On peut se perde dans les archives musicales du sombre et de l’expérimental. Outre son travail de microenquêtes sur l’écriture dans l’espace public au sein de Scriptopolis et le sublime livre qui en est tiré, Jérôme Denis met des cassettes dans sa boombox, des pièces dans le jukebox et chaque vendredi, propose un disque pour la nuit.

Entre la Loi de programmation de la recherche, adoptée en première lecture à l’Assemblée nationale et la proposition de loi « Sécurité globale » examinée bientôt, la dérive autoritaire du gouvernement augure de sombres jours. Oups… ai-je le droit d’écrire ça ici ?

« Les seins condensent cette injonction enracinée de la disponibilité corporelle. Ils doivent être suffisamment visibles pour remplir leur rôle d’appât sexuel mais pas trop, pour demeurer les objets privés de ceux à qui ils sont destinés. » nous dit Camille Froidevaux-Metterie.

Il faut sans doute que je lise Ruined By Design un livre de Mike Monteiro sous-titré « How Designers Destroyed the World and What We Can Do to Fix It ».

Naître queux, mordre les poussières ou partir en courants avec les ironèmes de Lady Dada aka Étienne Candel. Il faut faire feu de toute loi. Quand on veut que tout change, on appelle le feu.

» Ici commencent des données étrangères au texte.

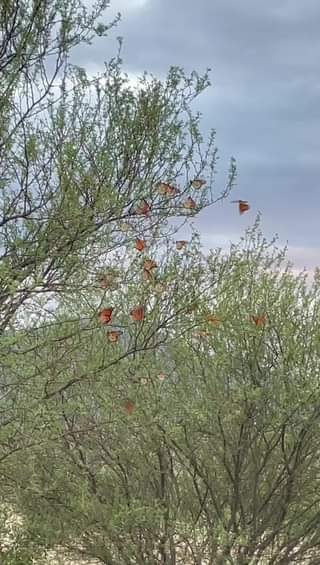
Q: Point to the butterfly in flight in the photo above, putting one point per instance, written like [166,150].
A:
[105,316]
[243,205]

Les 103 numéros d’OASE (Journal for architecture) sont disponibles en pdf et Karel Martens a un site web. Remarque, Bonnefrite et Vincent Perrottet aussi.

12/10/2020

Le Cyberespace est indépendant. Presque.

Philippe de Jonckheere est le responsable du désordre mais aussi l’auteur de son plan. Le cyberespace est une ZAD.

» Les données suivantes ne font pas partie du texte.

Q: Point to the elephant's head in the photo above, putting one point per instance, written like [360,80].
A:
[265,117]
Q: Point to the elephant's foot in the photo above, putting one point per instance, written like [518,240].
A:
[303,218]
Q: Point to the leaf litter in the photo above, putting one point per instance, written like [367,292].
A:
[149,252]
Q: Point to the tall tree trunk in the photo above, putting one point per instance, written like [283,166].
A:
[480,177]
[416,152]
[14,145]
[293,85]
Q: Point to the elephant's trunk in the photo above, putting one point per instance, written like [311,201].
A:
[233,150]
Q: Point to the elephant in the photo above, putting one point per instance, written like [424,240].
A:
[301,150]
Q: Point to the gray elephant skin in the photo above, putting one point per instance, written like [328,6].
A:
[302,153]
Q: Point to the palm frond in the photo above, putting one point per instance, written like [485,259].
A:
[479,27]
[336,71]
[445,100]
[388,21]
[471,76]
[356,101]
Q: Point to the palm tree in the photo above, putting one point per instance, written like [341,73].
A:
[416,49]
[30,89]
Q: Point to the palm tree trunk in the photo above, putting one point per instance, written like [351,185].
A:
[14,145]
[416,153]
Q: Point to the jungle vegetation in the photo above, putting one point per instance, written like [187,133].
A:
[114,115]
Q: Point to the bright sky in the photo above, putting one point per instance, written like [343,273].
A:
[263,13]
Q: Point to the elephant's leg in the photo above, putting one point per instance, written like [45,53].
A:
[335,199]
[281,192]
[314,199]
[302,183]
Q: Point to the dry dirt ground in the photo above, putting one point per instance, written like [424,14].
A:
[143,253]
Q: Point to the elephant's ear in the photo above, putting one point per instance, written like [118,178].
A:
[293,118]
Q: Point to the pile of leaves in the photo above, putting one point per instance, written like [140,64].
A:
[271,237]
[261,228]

Dans un monde de texte, on peut se perdre tout autant qu’avec une carte de Jodi.

Le web est d’une beauté stupéfiante et garde la trace de l’avant-garde, mais flotte-t-il ?. L’art y a trouvé un nouvel espace et Raphaël Bastide fait des trucs pendant la quarantaine. Aussi, on peut imprimer le web avant qu’il ne s’arrête.

Il s’y écrit en permanence le plus grand projet de partage de la connaissance jamais produit par l’humanité. La Bibliothèque de Babel existe – elle possède des archivistes capables de remonter le temps, usant de manicules, qui pointent du doigt. On peut dessiner ensemble ou se balader en forêt.

En cherchant la quadrature du cercle on peut trouver celle du net.

Lire chaque jour Éric Chevillard. Écouter François Bon. Ironèmisez. Tous les lundis, lundi matin, le mardi, Mediapart, le mercredi AOC, tous les jours, Les jours et le vendredi, c'est le Bordel.

On y trouve quantité de listes, de caractères, de fontes ou –last but not list– de graphistes, designers ou architectes.

Avec Rafaël Rozendaal, parfois rien ne se passe, parfois, c’est beaucoup mieux que ça et si on le touche, il n’arrête pas d’essayer de tomber.

On y trouve des fondus de fontes, qui dissertent avec érudition et passion de la création de caractères et de leurs usages. N. B. : le twitter typographique est redoutablement actif.

On peut y lire des livres entiers et des antilivres, parfois photocopiés parfois consacrés au design, d’autres fois aux sorcières. À ce propos, il s’y écrit la documentation d’un design féministe qui dessine des caractères ou a façonné l’histoire de notre discipline ou ont façonné l’histoire tout court. Comme dans beaucoup d’endroits du web, dans quelques écoles d’art, des voix se lèvent aussi pour dénoncer violences et discriminations.

On peut y binger autre chose que des séries netflix, kiffer sa race comprendre comment le code a changé ou mettre les couilles sur la table. Prenez du LSD et, par les temps qui courent, mangez de la méthode scientifique. Allumez la radio et ne dessinez pas de pénis.

Le Code y fait la loi mais aussi de la musique et du rythme. On peut y écouter plus de 17.400 enregistrements d’Alan Lomax, au moins 200.000 78 tours, la playlist magique d’ambiance jeune sans compter les six heures pour aller Everywhere At The End Of Time.

Nous sommes des humains du capitalisme tardif qui espérons qu’il est encore temps.